Sudah diketahui pula bahwa air mineral yang layak maupun tidak layak diminum telah
digunakan untuk terapi pengobatan dari berbagai macam penyakit sejak berabad-abad
yang lalu. Air mineral yang layak diminum telah membuktikan perannya dalam
penyembuhan sejumlah penyakit, misalnya keasaman perut, kesulitan percernaan dan
berbagai penyakit pembuluh darah koroner (angina pectoris – nyeri dada yang
mencekam dan pembekuan atau penggumpalan pada pembuluh darah), dan lain-lain.
Sedangkan air mineral yang tidak layak diminum tetap bermanfaat untuk
menyembuhkan berbagai macam penyakit kulit, reumatik, radang otot dan urat, dan
lain-lain. Secara umum, peran air mineral tersebut adalah untuk meningkatkan
kelancaran peredaran darah atau berperan sebagai pengganti kerusakan berbagai
unsur di dalam tubuh pasien pengidap penyakit.[12]
 

 
PENUTUP
 

Kesimpulan
Dengan demikian, air zam-zam yang secara sains mengandung unsur/zat yang sangat
bermanfaat memiliki kaitan yang sangat erat dengan penyembuhan penyakit. Oleh
karena itu, pengertian dari kalimat lima syuriba lah dalam hadis tersebut lebih tepat
dimaknai dengan ikhtiar medis, baik sebagai tindakan preventif maupun terapis.

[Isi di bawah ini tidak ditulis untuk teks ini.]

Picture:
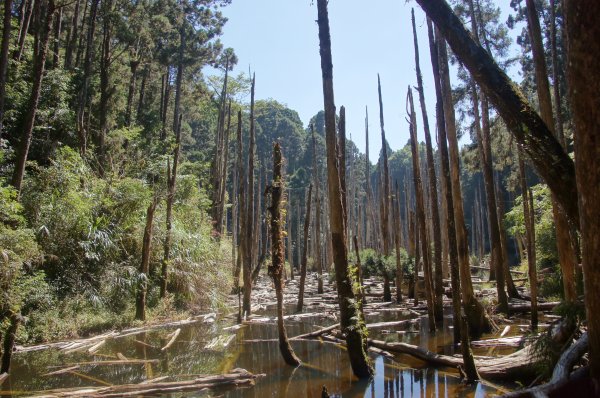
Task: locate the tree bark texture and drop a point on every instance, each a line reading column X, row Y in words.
column 351, row 318
column 583, row 50
column 525, row 124
column 278, row 253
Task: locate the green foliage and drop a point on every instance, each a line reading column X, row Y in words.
column 374, row 264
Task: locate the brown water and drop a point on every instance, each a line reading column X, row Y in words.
column 324, row 363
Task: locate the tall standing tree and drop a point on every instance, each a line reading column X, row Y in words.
column 351, row 318
column 433, row 194
column 42, row 38
column 583, row 54
column 276, row 190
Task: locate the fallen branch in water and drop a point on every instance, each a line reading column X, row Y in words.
column 237, row 378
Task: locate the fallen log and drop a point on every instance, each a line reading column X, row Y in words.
column 561, row 373
column 237, row 378
column 174, row 336
column 116, row 362
column 517, row 365
column 526, row 307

Jadi, hadis tentang air zam-zam tidak bertentangan dengan sains, justru memiliki
kaitan yang sangat erat dengan sains. Hadis tersebut menginformasikan kelebihan air
zam-zam yang dapat dikonsumsi untuk kepentingan kesehatan, karena kadar
kandungan zat dalam air tersebut melebihi air mineral yang paling bagus sekalipun, di
samping untuk tujuan peningkatan keimanan dengan merasakan, menyelami, dan
menghayati tanda kebesaran ciptaan Allah swt, sehingga memiliki kesadaran spiritual
dalam setiap langkah dalam kehidupan di dunia. [13]

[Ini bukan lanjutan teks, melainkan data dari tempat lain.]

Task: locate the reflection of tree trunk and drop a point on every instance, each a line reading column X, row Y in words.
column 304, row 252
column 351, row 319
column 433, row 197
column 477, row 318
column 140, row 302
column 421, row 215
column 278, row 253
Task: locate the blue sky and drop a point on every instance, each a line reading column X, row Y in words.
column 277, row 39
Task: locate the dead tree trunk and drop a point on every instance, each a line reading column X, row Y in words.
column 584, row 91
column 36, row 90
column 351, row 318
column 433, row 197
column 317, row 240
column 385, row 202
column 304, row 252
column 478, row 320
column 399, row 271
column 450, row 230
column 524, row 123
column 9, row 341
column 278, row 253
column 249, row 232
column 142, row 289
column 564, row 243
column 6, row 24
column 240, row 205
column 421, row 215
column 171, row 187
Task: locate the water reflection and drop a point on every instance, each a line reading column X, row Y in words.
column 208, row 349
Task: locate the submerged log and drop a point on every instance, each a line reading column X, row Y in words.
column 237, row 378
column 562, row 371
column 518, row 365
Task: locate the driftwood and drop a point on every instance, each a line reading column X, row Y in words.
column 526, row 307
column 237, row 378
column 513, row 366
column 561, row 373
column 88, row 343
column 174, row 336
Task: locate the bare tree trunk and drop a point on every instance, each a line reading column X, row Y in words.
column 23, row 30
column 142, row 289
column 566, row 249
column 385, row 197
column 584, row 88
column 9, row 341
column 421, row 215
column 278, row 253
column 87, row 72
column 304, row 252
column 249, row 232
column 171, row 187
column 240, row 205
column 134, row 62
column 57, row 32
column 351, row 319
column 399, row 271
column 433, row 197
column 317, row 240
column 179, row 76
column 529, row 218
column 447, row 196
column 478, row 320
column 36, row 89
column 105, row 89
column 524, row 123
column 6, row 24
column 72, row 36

[1] Software Maktabah Syamilah, (Sunan Ibnu Majah, Kitab Manasik, Bab Meminum


Air Zam-zam, No. 3053)
[2] Imam Isma’il Ibn Hamad al Jawhariy, Mu’jam al Sihah (Beirut: Dar al Ma’rifah,
2005), hlm. 458.
[3] Lois MAkluf, al Munjid fi al Lughah wa al A’lam (Beirut: Dar al Mashriq, 2007),
hlm. 305.
[4] Software Maktabah Syamilah.
[5] H. Nizar Ali, Hadis Versus Sains: Memahami Hadis-hadis Musykil, hlm. 38-39.
[6] QS. Ibrahim (14): 37.
[7] H. Nizar Ali, Hadis Versus Sains: Memahami Hadis-hadis Musykil, hlm. 39-40.
[8] H. Nizar Ali, Hadis Versus Sains: Memahami Hadis-hadis Musykil, hlm. 41.

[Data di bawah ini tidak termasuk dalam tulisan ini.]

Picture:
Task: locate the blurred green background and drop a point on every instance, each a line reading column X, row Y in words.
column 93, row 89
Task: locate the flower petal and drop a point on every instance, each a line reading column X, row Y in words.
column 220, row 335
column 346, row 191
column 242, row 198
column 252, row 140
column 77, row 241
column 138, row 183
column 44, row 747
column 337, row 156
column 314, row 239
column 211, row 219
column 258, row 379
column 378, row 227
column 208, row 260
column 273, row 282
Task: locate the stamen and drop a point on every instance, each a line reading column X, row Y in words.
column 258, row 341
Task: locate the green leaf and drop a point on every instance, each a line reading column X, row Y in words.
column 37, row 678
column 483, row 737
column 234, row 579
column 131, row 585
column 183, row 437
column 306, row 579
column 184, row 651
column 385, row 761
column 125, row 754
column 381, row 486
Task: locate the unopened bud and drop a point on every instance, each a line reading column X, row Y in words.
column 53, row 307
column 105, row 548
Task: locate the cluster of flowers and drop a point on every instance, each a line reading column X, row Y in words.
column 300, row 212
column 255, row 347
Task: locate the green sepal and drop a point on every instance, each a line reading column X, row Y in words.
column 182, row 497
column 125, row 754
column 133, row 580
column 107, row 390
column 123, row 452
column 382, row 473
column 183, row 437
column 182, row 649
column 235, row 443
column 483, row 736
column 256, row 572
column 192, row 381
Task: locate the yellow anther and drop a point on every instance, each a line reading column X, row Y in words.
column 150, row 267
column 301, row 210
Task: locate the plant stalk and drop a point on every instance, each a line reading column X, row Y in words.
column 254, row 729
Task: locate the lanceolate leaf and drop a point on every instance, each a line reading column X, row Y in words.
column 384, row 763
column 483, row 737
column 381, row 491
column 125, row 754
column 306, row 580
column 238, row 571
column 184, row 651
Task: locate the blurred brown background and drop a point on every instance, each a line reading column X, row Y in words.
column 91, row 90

[9] Zaghlul an-Najjar, Sains dalam Hadis: Mengungkap Fakta Ilmiah dari
Kemukjizatan Hadis Nabi, terj. Zainal Abidin [et al.] (Jakarta: Amzah, 2011), hlm. 199-
201.
[10] Zaghlul an-Najjar, Sains dalam Hadis: Mengungkap Fakta Ilmiah dari
Kemukjizatan Hadis Nabi, hlm. 202.
[11] H. Nizar Ali, Hadis Versus Sains: Memahami Hadis-hadis Musykil, hlm. 42.